Jeudi 12 février 2009 à 7h00
Les dettes toxiques des banques européennes menacent les gouvernements Européens.

Les dettes toxiques accablantes des banques européennes menacent un certain nombre de gouvernements de l'UE et pourraient représenter un danger "systémique" pour l'ensemble du système bancaire de l'UE, selon un mémo confidentiel établi par la Commission européenne
"Les estimations totales des actifs a déprécier suggèrent que les coûts budgétaires du sauvetage de ces actifs pourraient être très importants, tant en termes absolus que par rapport aux PIB des pays membres», dit le document, préparé pour une réunion à huis clos des ministres des Finances de l'UE.
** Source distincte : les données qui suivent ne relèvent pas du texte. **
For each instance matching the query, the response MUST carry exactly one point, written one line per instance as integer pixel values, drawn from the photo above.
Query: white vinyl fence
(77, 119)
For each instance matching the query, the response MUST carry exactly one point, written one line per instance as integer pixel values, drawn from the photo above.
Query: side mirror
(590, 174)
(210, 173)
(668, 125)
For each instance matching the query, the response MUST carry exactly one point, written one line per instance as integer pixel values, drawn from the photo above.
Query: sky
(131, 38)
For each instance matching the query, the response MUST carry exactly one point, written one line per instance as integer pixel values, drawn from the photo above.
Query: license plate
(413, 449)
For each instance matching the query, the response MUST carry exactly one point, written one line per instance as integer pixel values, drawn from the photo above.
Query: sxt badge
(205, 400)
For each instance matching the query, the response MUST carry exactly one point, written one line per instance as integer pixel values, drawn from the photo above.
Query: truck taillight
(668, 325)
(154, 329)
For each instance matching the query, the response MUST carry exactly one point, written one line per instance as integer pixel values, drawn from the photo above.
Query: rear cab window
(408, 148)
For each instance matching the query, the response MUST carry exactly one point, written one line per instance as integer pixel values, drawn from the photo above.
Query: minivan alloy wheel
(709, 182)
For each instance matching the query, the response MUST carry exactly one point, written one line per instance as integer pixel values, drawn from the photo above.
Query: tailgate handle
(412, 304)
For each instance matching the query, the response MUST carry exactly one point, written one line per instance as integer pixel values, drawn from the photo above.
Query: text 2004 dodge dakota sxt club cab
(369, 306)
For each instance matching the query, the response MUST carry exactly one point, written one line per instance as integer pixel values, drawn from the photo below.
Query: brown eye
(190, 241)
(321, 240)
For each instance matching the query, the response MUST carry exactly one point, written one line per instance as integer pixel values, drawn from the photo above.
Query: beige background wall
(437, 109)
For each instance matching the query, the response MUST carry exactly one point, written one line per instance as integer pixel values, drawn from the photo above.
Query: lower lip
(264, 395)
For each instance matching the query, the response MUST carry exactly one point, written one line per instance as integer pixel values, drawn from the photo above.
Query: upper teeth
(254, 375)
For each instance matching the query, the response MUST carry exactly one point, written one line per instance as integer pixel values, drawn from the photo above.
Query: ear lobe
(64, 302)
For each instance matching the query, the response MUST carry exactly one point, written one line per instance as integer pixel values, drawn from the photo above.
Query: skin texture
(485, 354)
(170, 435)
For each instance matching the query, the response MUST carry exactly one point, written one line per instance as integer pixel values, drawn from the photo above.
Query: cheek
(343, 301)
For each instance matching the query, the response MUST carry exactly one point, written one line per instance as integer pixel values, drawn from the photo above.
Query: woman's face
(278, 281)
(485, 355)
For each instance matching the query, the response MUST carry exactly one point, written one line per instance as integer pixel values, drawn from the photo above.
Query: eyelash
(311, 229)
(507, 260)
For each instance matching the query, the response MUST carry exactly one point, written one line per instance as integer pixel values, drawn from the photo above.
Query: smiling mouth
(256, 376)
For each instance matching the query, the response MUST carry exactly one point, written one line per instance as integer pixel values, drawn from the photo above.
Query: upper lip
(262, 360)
«Pour certains États membres, le sauvetage des actifs des banques pourrait ne plus être une option, en raison de leurs contraintes budgétaires existantes et / ou de la taille relative du bilan de leurs banques par rapport au PIB. L’extension de tout risque au système bancaire européen dans son ensemble provenant d’une réponse inadéquate de la part d’un des membres doit être considérée, particulièrement dans le cas des banques transfrontalières.
Si aucun pays n’a été mentionné, les candidats évidents sont l'Irlande, le Luxembourg, la Belgique, les Pays-Bas, l'Autriche, la Suède et la Grande-Bretagne - et les non-membres de l'UE la Suisse - qui ont tous surdimensionné leur secteur bancaire. Les banques de l'UE détiennent un bilan de 41.2 milliards € (£ 36.9 billion).
Bruxelles a refusé de commenter le document, mais il est clair que les fonctionnaires sont préoccupés par le risque de défaut des États les plus faibles où les spreads d'intérêt sur des obligations d'État lancent des signaux d'avertissement clignotants. Le Fonds monétaire international a souligné l'absence d'un véritable prêteur en dernier ressort dans la zone euro. La Banque centrale européenne n'est pas autorisée à sauver un état individuel, déjà que les pouvoirs publics nationaux ne contrôlent pas les leviers monétaires.
Le FMI affirme que les banques européennes et britanniques sont exposées aux dettes toxique des États-Unis à % 75 de plus que les banques américaines elles-mêmes, mais elles ont été beaucoup plus lentes à prendre des mesures. Les dépréciations ont été de 738bn $ aux Etats-Unis et de seulement 294bn $ en Europe.
Les banques mondiales ont déjà déprécié la moitié des 2200bn$ de pertes estimées par le FMI. En plus de ça, les banques de l'UE sont exposées à l'Europe de l'Est à hauteur de 1600bn $ - Augmentant la débâcle des subprimes en Europe, les dettes des entreprises de l'UE sont de 95% du PIB, contre 50 % aux Etats-Unis, une préoccupation montante alors que le taux de défaillance explose.
Le document de l'UE a également souligné le "réel danger d'une course aux subventions entre les Etats membres" si les pays commencent à se nuire les uns et les autres dans leur manière d’évaluer leurs créances toxiques dans leurs programmes de sauvetage de « bad bank ». Cela pourrait être utilisé comme un moyen déguisé d'aide d'État, compromettant l'unité du marché unique de l'UE.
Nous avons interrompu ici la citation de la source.